Indiana Jones and the Kingdom of the Crystal Skull

  • 2008-05-28
  • By Monika Hanley

Indiana Jones and the sidekick: more adventures for a grizzled Harrison Ford.

Director: Steven Spielberg  

Indiana Jones (Harrison Ford) is back in a big way with more action, less talking and more over-the-top adventures.

If you have not seen the first three installments, it really does not matter, what little plot the story does have explains everything. Not to say it's a bad movie, it's just exactly what you'd expect from an Indiana Jones movie. Director Steven Spielberg brings out the big guns, so to speak, to tie up loose ends, vanquish the bad guys and make sure the guy gets the girl, and then some.
Nineteen years have passed since Indy's last adventure and the year is 1957. The bad people this time are the Soviets out to gain the ultimate psychological warfare weapon: the crystal skull. With Cate Blanchett and her terrible Russian accent leading the way, the troops find themselves in the jungles of Peru sword fighting their way to the ultimate treasure: El Dorado.

The film opens on the Nevada desert with a U.S. military convoy headed to a secret base. The convoy turns out to be part of the Soviet military, which the audience in the theatre seemed to find hysterical.
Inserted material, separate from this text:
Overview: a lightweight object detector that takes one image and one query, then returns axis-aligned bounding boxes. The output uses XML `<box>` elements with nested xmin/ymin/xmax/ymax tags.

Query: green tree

Throughout the movie, the "Red Scare" era is portrayed rather well, complete with "better dead than red" protests on the college campus.  

After getting fired for allegedly collaborating with communists, Professor Jones sets off in search of this mystical crystal skull, supposedly from an ancient alien race of people who gave the Mayans unimaginable technology.
We see some familiar faces, Karen Allen returns to play Indiana Jones's feisty love interest, and Shia LaBeouf plays his complicated Fonzie-like sidekick complete with a nervous hair-combing habit. Sean Connery, as so many fans had hoped, does not make an actual appearance in the movie as Indiana's father, save for a framed picture on his desk, implying that his father has passed on.

If you are wondering how Harrison Ford played the whip-toting, thrill-seeking, archeology professor, the answer is extremely well. Of course, there were the mandatory quips about his age, but it was easy to forget about that from the moment he put on his hat and started punching people with the same finesse he had nearly twenty years ago. And yes, he is still afraid of snakes.
The movie itself is like a roller coaster taking the eager audience member on a journey from a nuclear attack (which Doctor Jones magically survives by climbing into a refrigerator), to stampedes of fire ants, and tender moments while tied up in a truck. One thing is for certain, this movie has no boring moments.
The movie, however, is not all action. I was surprised to find myself tearing up at some of the more emotional moments, of which there are quite a few delicately sprinkled throughout the film.

The film touches on some deeper themes, as the other films have done in the past, delving into epistemology and the concept of a hive-mind along with an interesting interpretation of the El Dorado myth.
For those in it more for the actions sequences, there is a plethora of them, but they amount to more than just the standard throwing of punches. Spielberg went all out on the fight scenes and even included a scene where Shia LaBeouf straddles two jeeps while sword fighting.

If you have waited a long time to see this movie, as I have, it most defiantly does not disappoint 's although it would have been nice to see some of the other characters reprise their roles.
Nevertheless, it is worth way more than the cost of admission and the two hours and 15 minutes seem to zip by in frenzy, leaving the viewer oddly inspired to become an archeologist. 

It all ends just the way you would have wanted it, but I will not give away the ending, you will have to go see for yourself.